Accelerated speciation:
Received wisdom is that the beautiful (or ridiculous if that is your bent) ornamentation of the peacock is the result of the tastes of the peahen.  It makes simplistic sense.  The females mate with males.  The males display their charms.  There must have been a runaway evolution with an extreme result.

That works just fine until you actually look at some birds.  Here are some people and some peafowl.  A peahen is casually pecking for bits of food, either authentically or in thespian mode uninterested in anything else.  A peacock struts up, zeroes in on her, displays his iconic tail, shakes it until it rattles and looks really impressed with himself.  The humans take far more evident interest in the display than does the peahen.  She is anything but driven into instant sexual frenzy. 

There are biologists who hold that the tail is a demonstration of the fitness of the male.  It takes a lot of good genes and good nutrition to make one, so he must be a good catch.  But that means the tail evolved precisely because it reduces fitness.  And her male offspring will suffer the same penalty.

So there is at least a theoretical reason for the tail.  The female likes it, all appearances to the contrary.  Well that theory is testable.  We go back in time and look at the first peafowl.  Were the males drab?  In that case we should acknowledge that something, probably the peahen population, has rewarded increased conspicuity.

But in the absence of this, admittedly impractical observation, one must wonder what else could be going on.

Here’s an idea.  Speciation is of course of enormous interest because it is the mechanism of speciation that drives the development of the mechanism of reduced fertility with reduces consanguinity.

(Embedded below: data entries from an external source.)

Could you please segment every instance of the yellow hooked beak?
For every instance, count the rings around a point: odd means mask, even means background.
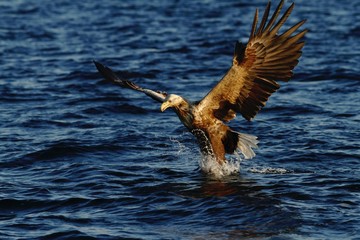
[[[163,112],[169,107],[171,107],[171,103],[169,101],[166,101],[166,102],[163,102],[163,104],[161,104],[160,110]]]

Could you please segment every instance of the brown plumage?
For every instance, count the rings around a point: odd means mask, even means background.
[[[303,20],[279,33],[294,8],[292,4],[277,21],[283,4],[284,0],[268,20],[271,5],[268,2],[259,26],[256,10],[248,43],[236,43],[232,66],[197,104],[175,94],[143,89],[130,81],[121,80],[100,63],[95,62],[95,65],[106,79],[122,87],[144,92],[162,102],[161,111],[173,108],[181,122],[197,138],[204,155],[223,163],[226,161],[225,154],[240,149],[246,159],[252,158],[255,156],[253,148],[257,147],[257,138],[235,132],[224,122],[234,119],[236,113],[247,120],[253,119],[270,95],[279,89],[277,81],[289,81],[292,77],[307,30],[297,32],[305,23]]]

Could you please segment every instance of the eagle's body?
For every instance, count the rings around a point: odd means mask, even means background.
[[[269,2],[259,27],[256,10],[249,42],[247,45],[236,43],[232,66],[221,81],[196,103],[175,94],[143,89],[120,79],[102,64],[95,62],[95,65],[107,80],[143,92],[161,102],[161,111],[172,108],[197,138],[204,155],[212,156],[222,164],[226,161],[226,154],[239,149],[249,159],[255,156],[253,148],[257,147],[257,138],[235,132],[225,123],[234,119],[236,113],[247,120],[253,119],[270,95],[280,87],[277,81],[288,81],[292,77],[307,30],[293,34],[304,24],[303,20],[282,34],[278,33],[294,7],[292,4],[277,21],[283,4],[282,0],[268,21]]]

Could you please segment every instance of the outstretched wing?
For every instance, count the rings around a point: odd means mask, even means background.
[[[237,112],[251,120],[280,87],[276,81],[290,80],[301,56],[302,38],[307,30],[293,34],[305,23],[303,20],[282,34],[278,33],[294,8],[292,4],[276,21],[283,4],[284,0],[268,21],[269,1],[259,27],[256,10],[248,44],[236,43],[231,68],[199,102],[199,110],[223,121],[233,119]]]
[[[94,61],[94,64],[95,64],[97,70],[103,75],[103,77],[106,80],[108,80],[116,85],[119,85],[123,88],[130,88],[130,89],[133,89],[133,90],[136,90],[139,92],[143,92],[158,102],[165,101],[167,93],[161,92],[161,91],[153,91],[150,89],[145,89],[145,88],[139,87],[138,85],[136,85],[135,83],[133,83],[131,81],[121,79],[110,68],[102,65],[101,63]]]

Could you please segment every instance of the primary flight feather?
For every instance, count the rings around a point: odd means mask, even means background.
[[[120,79],[110,68],[94,63],[105,79],[161,102],[161,111],[172,108],[197,138],[203,155],[223,164],[226,154],[233,154],[239,149],[245,159],[250,159],[255,156],[253,149],[257,148],[257,137],[236,132],[225,122],[234,119],[236,113],[247,120],[253,119],[270,95],[279,89],[277,81],[289,81],[293,75],[307,30],[298,31],[305,23],[303,20],[279,33],[294,8],[292,4],[277,20],[283,5],[284,0],[269,20],[271,3],[268,2],[259,26],[256,10],[248,43],[236,42],[232,66],[197,103],[175,94],[141,88],[131,81]]]

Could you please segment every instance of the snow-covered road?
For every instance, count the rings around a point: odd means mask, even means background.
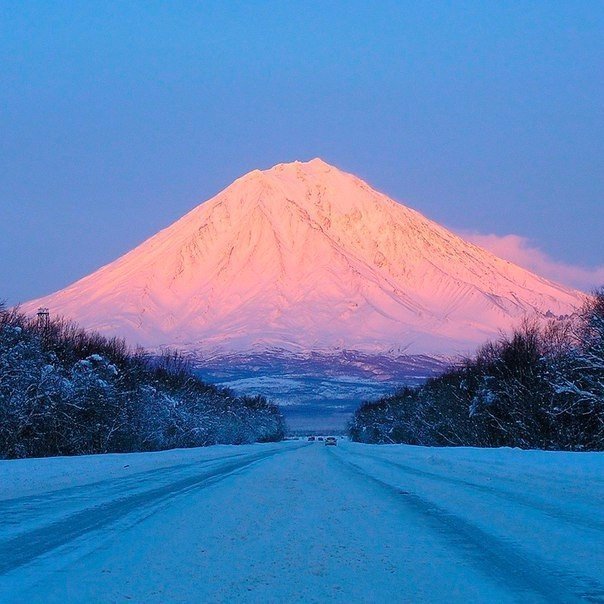
[[[0,462],[0,602],[604,602],[604,454],[293,441]]]

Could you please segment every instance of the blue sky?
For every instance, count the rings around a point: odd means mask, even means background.
[[[241,174],[315,156],[587,287],[604,276],[604,3],[0,4],[0,298],[64,287]]]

Borrowing from the work of Alfred Russell Wallace, a British man who would have scooped Darwin on evolution by natural selection had Darwin not had the funds and the audacity to publish his book before the less wealthy Wallace could, speciation is very important.  And, if memory serves, one of the first things that an animal form must do when presented with a new ecological niche is to undergo speciation so that it can effectively get selected for traits that will optimize it for the new opportunity.  Call it the Wallace effect if you need a name.  With peafowl, then, there is early on enormous pressure to develop a display that says not, “I am a really sexy, really fit peacock,” but rather, “It’s all right.  I’m a peacock.”  As Aristotle says, your teeth weren’t made for your convenience.  They happened by chance and they persist because they work.  So once the display worked, it persisted.  Sex, peace you philandering liberals, is very conservative.  But quite possibly if we looked at early peacocks their ornamentation would be more striking, not less striking, than what we see today. 

There is a clue.  (Andrew F. Hugall and Devi Stuart-Fox Accelerated Speciation in Colour-Polymorphic birds NATURE vol. 485 no. 7500 May 31, 2012 page 631)  Looking at species of birds that vary greatly in their appearance, it turns out that those that very more can undergo speciation faster.  And once speciation is accomplished the variability declines.  Now losing an optional appearance is not exactly the same as losing the intensity of an appearance, but it would seem that the two processes are a bit similar.